As a final point as to why I think the current behaviour is buggy, putting the expression in right_on expectedly won't mutate anything (but left_on does). Although the output here is expected, it does highlight the inconsistency

print(
    df_right.join(
        df_left,
        # `amount` doesn't get mutated even though `category` did in the previous example
        left_on="amount",
        right_on=pl.col("category").str.extract(r"(\d)"),
    )
)

# shape: (2, 2)
# ┌────────┬───────┐
# │ amount ┆ value │
# │ ---    ┆ ---   │
# │ str    ┆ i64   │
# ╞════════╪═══════╡
# │ 1      ┆ 25    │
# │ 2      ┆ 75    │
# └────────┴───────┘

And for good measure, an example like OPs showing on mutating the data in the left table

df_left = pl.DataFrame({"category": ["amount_1", "amount_2"]})
df_right = pl.DataFrame({
    "category": ["1", "2"],
    "value": [25, 75]
})

# Again, the `category` is mutated in the left table
print(df_left.join(df_right, on=pl.col("category").str.extract(r"(\d)")))

# shape: (2, 2)
# ┌──────────┬───────┐
# │ category ┆ value │
# │ ---      ┆ ---   │
# │ str      ┆ i64   │
# ╞══════════╪═══════╡
# │ 1        ┆ 25    │
# │ 2        ┆ 75    │
# └──────────┴───────┘

FYI @stinodego for your thoughts

henryharbeck commented 10 months ago

Hi @ritchie46 and @stinodego, may I be request your opinion on whether this issue is a bug, or intended bahviour?
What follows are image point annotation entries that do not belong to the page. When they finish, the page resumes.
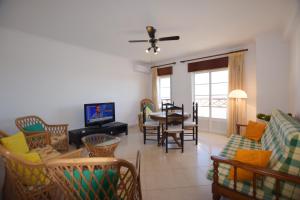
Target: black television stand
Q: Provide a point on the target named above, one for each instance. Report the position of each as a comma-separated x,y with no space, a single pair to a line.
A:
111,128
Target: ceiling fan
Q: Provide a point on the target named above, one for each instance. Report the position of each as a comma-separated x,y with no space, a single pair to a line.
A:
153,41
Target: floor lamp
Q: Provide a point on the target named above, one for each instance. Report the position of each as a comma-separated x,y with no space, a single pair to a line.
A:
237,95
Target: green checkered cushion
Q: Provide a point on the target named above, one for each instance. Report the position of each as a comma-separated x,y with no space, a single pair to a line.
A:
237,142
282,137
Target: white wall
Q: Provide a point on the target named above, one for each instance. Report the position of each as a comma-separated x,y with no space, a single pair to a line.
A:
295,71
182,86
272,72
53,80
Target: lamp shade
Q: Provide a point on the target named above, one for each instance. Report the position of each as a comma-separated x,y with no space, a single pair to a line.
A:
238,94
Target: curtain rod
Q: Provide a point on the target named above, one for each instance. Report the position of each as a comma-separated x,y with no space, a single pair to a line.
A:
221,54
173,63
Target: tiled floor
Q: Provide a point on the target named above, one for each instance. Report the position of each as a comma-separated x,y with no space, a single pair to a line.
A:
171,176
174,175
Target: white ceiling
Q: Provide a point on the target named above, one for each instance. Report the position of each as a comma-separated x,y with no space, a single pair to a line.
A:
107,25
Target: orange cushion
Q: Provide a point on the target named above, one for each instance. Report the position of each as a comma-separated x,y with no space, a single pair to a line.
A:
254,157
255,130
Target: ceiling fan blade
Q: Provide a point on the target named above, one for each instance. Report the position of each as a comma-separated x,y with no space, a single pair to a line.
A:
169,38
151,31
138,41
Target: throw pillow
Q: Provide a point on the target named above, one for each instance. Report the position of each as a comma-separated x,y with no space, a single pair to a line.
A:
15,143
148,111
34,128
30,176
255,130
258,158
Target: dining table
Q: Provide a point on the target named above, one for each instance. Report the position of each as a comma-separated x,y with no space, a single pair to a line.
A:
161,118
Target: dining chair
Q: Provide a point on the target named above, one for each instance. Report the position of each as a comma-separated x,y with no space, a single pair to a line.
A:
192,125
145,102
150,128
165,105
177,113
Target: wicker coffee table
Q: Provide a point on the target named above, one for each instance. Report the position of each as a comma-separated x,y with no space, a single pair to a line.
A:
101,145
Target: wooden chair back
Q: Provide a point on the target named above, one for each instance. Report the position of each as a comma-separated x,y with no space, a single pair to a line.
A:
119,179
175,113
147,102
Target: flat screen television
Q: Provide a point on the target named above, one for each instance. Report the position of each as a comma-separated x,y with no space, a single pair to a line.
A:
96,114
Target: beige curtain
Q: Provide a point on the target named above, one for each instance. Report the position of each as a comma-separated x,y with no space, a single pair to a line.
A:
154,88
236,108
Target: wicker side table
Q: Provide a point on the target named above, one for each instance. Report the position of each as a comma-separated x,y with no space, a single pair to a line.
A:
101,145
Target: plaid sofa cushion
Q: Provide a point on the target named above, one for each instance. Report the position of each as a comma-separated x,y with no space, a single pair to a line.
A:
282,137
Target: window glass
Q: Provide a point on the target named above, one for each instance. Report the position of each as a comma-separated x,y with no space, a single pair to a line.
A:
210,92
164,87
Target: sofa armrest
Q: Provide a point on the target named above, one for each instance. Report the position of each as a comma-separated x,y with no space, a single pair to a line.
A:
238,128
279,176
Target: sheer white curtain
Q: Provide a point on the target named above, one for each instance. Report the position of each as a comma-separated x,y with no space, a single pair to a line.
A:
154,88
236,113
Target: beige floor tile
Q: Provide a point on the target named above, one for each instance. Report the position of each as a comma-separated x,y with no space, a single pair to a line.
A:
172,175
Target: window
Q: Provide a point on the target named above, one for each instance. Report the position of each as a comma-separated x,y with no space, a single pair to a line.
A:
164,89
210,91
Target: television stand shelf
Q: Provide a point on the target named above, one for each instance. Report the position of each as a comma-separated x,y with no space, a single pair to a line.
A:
111,128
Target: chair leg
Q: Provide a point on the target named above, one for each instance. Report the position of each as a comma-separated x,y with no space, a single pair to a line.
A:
216,196
182,141
144,130
158,135
167,135
193,133
196,135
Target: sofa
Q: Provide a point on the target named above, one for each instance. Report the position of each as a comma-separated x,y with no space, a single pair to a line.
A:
279,180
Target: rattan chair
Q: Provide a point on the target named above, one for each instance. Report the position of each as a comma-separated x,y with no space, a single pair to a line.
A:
192,125
24,179
177,114
150,128
143,103
79,178
28,180
57,134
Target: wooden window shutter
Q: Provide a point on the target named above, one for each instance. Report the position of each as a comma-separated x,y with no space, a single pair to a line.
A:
165,71
208,64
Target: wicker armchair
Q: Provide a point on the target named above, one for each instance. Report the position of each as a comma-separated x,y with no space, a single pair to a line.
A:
148,103
56,135
24,179
95,178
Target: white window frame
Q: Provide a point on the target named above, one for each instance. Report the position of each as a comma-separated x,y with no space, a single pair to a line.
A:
159,88
210,88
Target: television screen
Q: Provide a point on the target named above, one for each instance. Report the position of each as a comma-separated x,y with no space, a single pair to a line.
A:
99,113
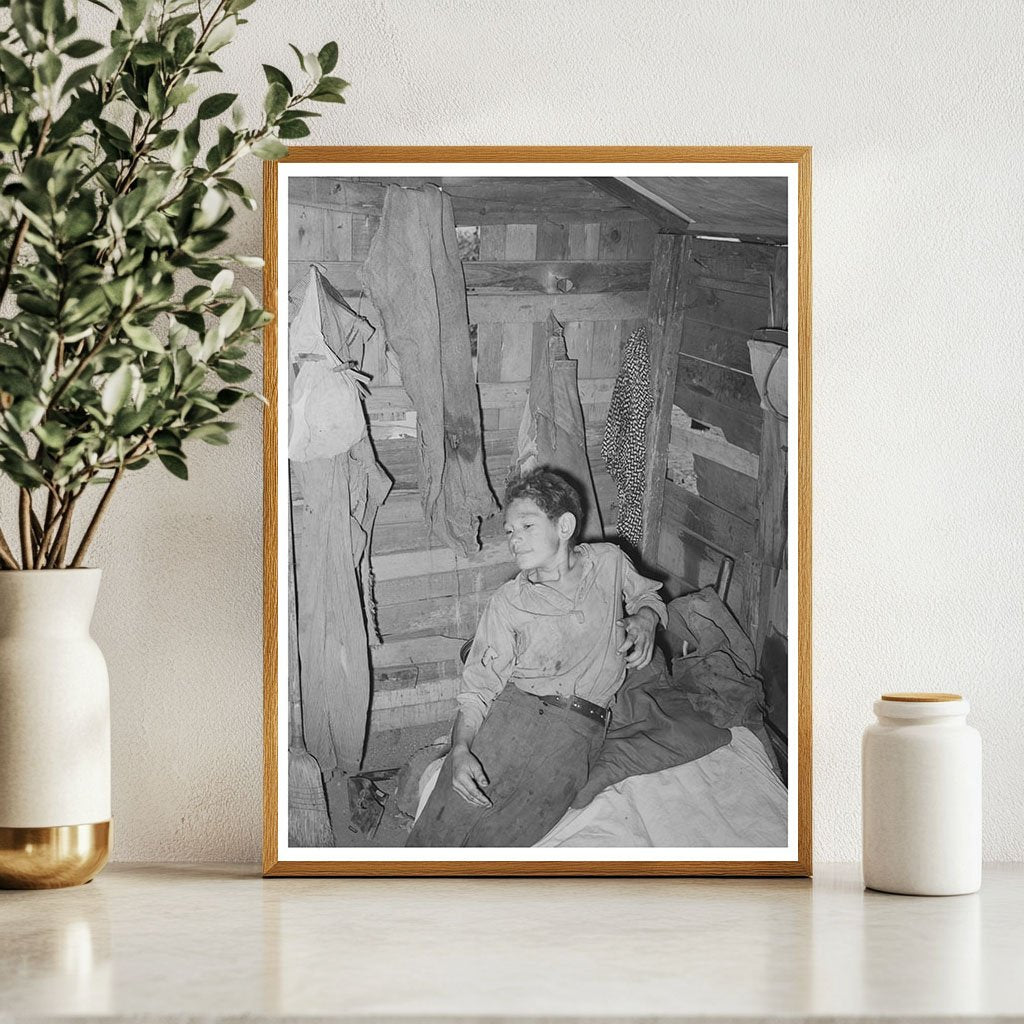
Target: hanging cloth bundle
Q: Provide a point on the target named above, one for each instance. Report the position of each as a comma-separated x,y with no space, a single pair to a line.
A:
625,441
552,431
415,280
334,470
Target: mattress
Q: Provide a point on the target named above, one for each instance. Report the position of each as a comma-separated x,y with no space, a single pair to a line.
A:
728,798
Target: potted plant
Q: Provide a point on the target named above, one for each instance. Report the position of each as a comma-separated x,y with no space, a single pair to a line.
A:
122,340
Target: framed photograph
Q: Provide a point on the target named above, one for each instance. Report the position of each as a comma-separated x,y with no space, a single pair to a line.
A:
538,467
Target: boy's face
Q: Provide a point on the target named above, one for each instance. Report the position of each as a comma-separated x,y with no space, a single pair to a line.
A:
535,540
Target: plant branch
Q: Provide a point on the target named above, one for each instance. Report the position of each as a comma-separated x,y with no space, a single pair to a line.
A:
96,516
25,521
6,555
60,544
84,360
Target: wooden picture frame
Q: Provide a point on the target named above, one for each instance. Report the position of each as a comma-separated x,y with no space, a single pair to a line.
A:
716,247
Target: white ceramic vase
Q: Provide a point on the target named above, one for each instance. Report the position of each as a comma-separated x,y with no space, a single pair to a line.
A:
54,731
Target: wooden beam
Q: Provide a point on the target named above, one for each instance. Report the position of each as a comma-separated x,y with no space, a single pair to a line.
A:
668,303
731,387
769,558
687,439
740,427
689,514
520,307
422,650
728,489
666,219
481,201
501,395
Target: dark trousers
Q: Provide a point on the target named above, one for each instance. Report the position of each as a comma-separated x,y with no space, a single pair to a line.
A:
537,758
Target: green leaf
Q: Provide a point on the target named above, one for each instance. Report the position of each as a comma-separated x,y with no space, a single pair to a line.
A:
133,13
148,53
78,78
184,43
83,48
52,435
26,414
116,390
328,57
16,70
334,84
49,68
156,101
273,76
174,465
193,380
216,104
129,421
275,100
325,96
143,338
293,129
269,148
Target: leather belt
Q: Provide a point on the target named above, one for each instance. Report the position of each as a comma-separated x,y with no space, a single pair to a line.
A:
581,707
stinodego commented 10 months ago

This looks wrong to me.

A bit more of a compact repro:

from datetime import datetime

import polars as pl

datetimes = [datetime(2022, 1, 1), datetime(2022, 1, 1, 12), datetime(2022, 1, 2)]
df1 = pl.DataFrame({"dt": datetimes, "value": 0})
df2 = pl.DataFrame({"dt": datetimes, "value": 1})
result = df1.join(df2, on=pl.col("dt").dt.date())
print(result)
shape: (5, 3)
┌────────────┬───────┬─────────────┐
│ dt         ┆ value ┆ value_right │
│ ---        ┆ ---   ┆ ---         │
│ date       ┆ i64   ┆ i64         │
╞════════════╪═══════╪═════════════╡
│ 2022-01-01 ┆ 0     ┆ 1           │
│ 2022-01-01 ┆ 0     ┆ 1           │
│ 2022-01-01 ┆ 0     ┆ 1           │
│ 2022-01-01 ┆ 0     ┆ 1           │
│ 2022-01-02 ┆ 0     ┆ 1           │
└────────────┴───────┴─────────────┘
orlp commented 7 months ago

I think this is actually related to our story on coalesce in joins.

I definitely agree it's a bug that expressions in on, left_on and right_on modify the output, they should not.

However, when you pass an expression instead of just a column into these arguments, coalesce-ing is no longer allowed if the expression isn't an injective function.

ritchie46 commented 5 months ago

I think I will just turn off coalescing if the join expressions are anything other than col.